L'énéide à ma façon
Je roule sur l’autoroute en pleine nuit et j’allume la radio. Je suis calée sur France inter. La voix d’un vieil homme retentit dans la voiture. J’entends une grande vieillesse, un petit côté lubrique, un désir fou de vivre et en même temps une capacité à être en contradiction totale et permanente, une érudition incroyable. Au fur et à mesure je comprends qu’il s’agit d’un hommage à Paul Veyne, un grand historien prolifique qui a connu l’amitié avec René Char et Michel Foucault. C’est sa dernière interview, Il parle de l’amour, du corps et explique qu’il a passé 6 mois à traduire l’Enéide de Virgile et que chaque vers de ce grand poème l’a traversé de beauté. Ce temps passé est pour lui d’une absolue utilité. Il est mort ce jour le 29 septembre 2022.
Je suis là sur la route, à conduire, ramenée à ma propre histoire avec l’Enéide. J’ai 17 ans et je suis en terminale en section latin. Je passe mon temps en compagnie de mon énorme dictionnaire de version et je traduis l’Enéide. Méthodiquement, entre passion et souffrance. Je fais des commentaires composés fougueux sur la beauté du texte. Mes 17 ans sont voués à ce poème !

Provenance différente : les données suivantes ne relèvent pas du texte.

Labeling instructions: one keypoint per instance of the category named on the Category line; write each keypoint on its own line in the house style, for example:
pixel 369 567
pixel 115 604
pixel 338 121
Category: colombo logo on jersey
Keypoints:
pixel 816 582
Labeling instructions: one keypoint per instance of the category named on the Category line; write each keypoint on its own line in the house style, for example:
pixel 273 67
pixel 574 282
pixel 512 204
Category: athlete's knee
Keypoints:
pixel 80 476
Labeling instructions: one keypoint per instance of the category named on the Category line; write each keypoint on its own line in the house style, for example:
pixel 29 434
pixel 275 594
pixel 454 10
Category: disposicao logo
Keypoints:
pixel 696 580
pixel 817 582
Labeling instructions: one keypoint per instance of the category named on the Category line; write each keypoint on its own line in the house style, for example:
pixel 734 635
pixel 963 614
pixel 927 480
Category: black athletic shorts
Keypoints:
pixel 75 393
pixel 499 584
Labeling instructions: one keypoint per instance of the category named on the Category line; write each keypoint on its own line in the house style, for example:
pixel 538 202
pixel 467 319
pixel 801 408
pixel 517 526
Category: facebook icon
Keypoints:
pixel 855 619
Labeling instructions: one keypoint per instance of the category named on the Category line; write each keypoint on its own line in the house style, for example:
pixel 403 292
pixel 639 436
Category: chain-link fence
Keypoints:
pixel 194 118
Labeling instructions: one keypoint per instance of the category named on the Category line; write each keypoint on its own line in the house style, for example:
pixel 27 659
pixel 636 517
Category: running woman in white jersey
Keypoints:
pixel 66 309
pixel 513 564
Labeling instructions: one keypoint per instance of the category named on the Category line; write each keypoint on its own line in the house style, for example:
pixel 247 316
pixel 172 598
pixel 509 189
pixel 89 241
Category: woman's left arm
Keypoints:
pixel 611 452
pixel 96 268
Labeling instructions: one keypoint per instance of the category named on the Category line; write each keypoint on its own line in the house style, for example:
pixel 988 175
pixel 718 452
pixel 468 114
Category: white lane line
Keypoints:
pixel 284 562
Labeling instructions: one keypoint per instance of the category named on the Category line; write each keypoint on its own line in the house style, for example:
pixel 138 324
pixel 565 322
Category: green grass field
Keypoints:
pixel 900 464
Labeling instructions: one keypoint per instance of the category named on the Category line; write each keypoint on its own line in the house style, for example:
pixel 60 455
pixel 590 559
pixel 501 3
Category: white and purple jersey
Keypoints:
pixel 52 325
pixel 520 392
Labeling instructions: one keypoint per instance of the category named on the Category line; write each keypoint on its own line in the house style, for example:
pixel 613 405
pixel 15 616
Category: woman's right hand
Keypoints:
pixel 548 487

De ce travail énorme il ne me reste rien.
Juste un seul vers :
Dicitur homerum caecum fuisse
« On dit qu’Homère fut aveugle ». Je garde une émotion, une sensation que je ne saurais décrire. Quand je dis cette phrase, je dis toute l’Enéide et je ne sais pas pourquoi ! c’est comme un rêve…
40 ans plus tard, je me demande tous les jours pourquoi j’ai refoulé ce travail, et pourquoi juste ce vers comme une enseigne lumineuse dans ma tête ?
Il fait nuit, je circule comme dans un rêve sur l’autoroute et je loupe la sortie !
J’ai dû prendre la prochaine. J’ai mis une demi-heure de plus, mais c’est parfait car j’ai pu prendre de l’essence facilement. En arrivant au rond-point pour aller chez moi, dans le sens inverse d’où j’aurais dû venir, un camion est en travers de la route et des gendarmes arrêtent toutes les voitures. Moi, je passe tranquillement, protégée par Homère, Virgile et Enée, j’ai rallongé ma route mais elle fut tranquille. J’ai contourné l’Achéron.